Chi va piano va sano

Article publié le 10 mars 2008
Publié par la communauté
Article publié le 10 mars 2008
Mise à part une mêlée qui a encore mangé chaud, les Bleus ont progressé dans leur gestion du jeu face a l'Italie. Une victoire acquise, beaucoup de travail à faire. La mêlée bleue a une nouvelle fois souffert face à un bon pack italien, solide et expérimenté. Pénalisée trois fois, on la vit même reculer de 15 mètres (32eme).
On l’a dit : dans ce secteur de jeu, les jeunes sont encore tendres, et il faut leur laisser le temps d’apprendre. Comme me le souffle un ami, « Je suis confiant, ils vont pousser vite les petits, vu comment ils se sont faits arroser aujourd’hui ». Mais foin de persiflage.

La touche a été déficiente (5 ballons perdus). C’est plus surprenant, et l’on peut penser qu’il s’agit d’un problème ponctuel, bien que Szarzewski ait déjà été critiqué pour ses lancers. Mais difficile de le blâmer seul pour l’échec dans cet exercice collectif.

Les soutiens au porteur du ballon et les déblayages dans les rucks ont été légèrement meilleurs que lors des matchs précédents. Mais à mon sens un travail de fond doit être réalisé dans ce domaine en France, pour que les joueurs arrivent plus vite sur la zone plaqueur et avec plus de puissance.
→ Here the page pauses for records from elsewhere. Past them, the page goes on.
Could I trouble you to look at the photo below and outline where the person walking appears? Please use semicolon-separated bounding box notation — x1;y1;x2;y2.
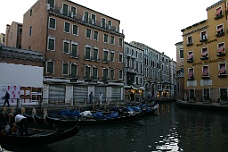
3;91;10;107
14;114;28;136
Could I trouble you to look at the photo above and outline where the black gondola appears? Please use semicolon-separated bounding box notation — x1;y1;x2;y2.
0;123;79;146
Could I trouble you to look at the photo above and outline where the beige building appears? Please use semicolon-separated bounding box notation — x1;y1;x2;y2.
5;21;22;49
182;0;228;102
0;33;5;44
175;41;185;100
22;0;124;102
Les munitions seront alors beaucoup plus nombreuses (et plus rapides à venir) pour nos vaillants trois-quarts. Quoiqu’il en soit, ne boudons pas notre plaisir, les Bleus ont été en progrès face aux Italiens.

L’alternance dans la conduite du jeu, qui me manquait tellement, est revenue. Sur leurs trois essais, ils ont d’ailleurs utilisé le groupé pénétrant, la diagonale au pied, et le jeu de passes. Il y eu certes un peu de déchet (dans les choix et parfois dans la réalisation), mais sans cette alternance, en relançant tous les ballons, la France aurait-elle gagné ce match ? Je souhaite voir un maximum de beaux essais, mais je me réjouis tout de même de l’absence de relances-suicides à Saint-Denis aujourd’hui.

Sergio Parisse A noter, on finirait presque par s’y habituer, la solidité défensive de l’équipe de France. Elle concède un essai sur un très beau travail collectif des avants transalpins. Mais elle a tenue tout le reste de la partie en commentant peu de fautes, face à une équipe qui a posé un défi physique constant aux Bleus, à l’image de l’ (encore une fois) excellent Sergio Parisse.

Je continue de penser que de nombreux de nos joueurs doivent passer par ce processus d’apprentissage, et que de nombreux supporters devront être patients. Le déplacement à Cardiff devant 80 000 Gallois en ébullition espérant un Grand Chelem le week-end prochain risque bien d’en refroidir quelques-uns.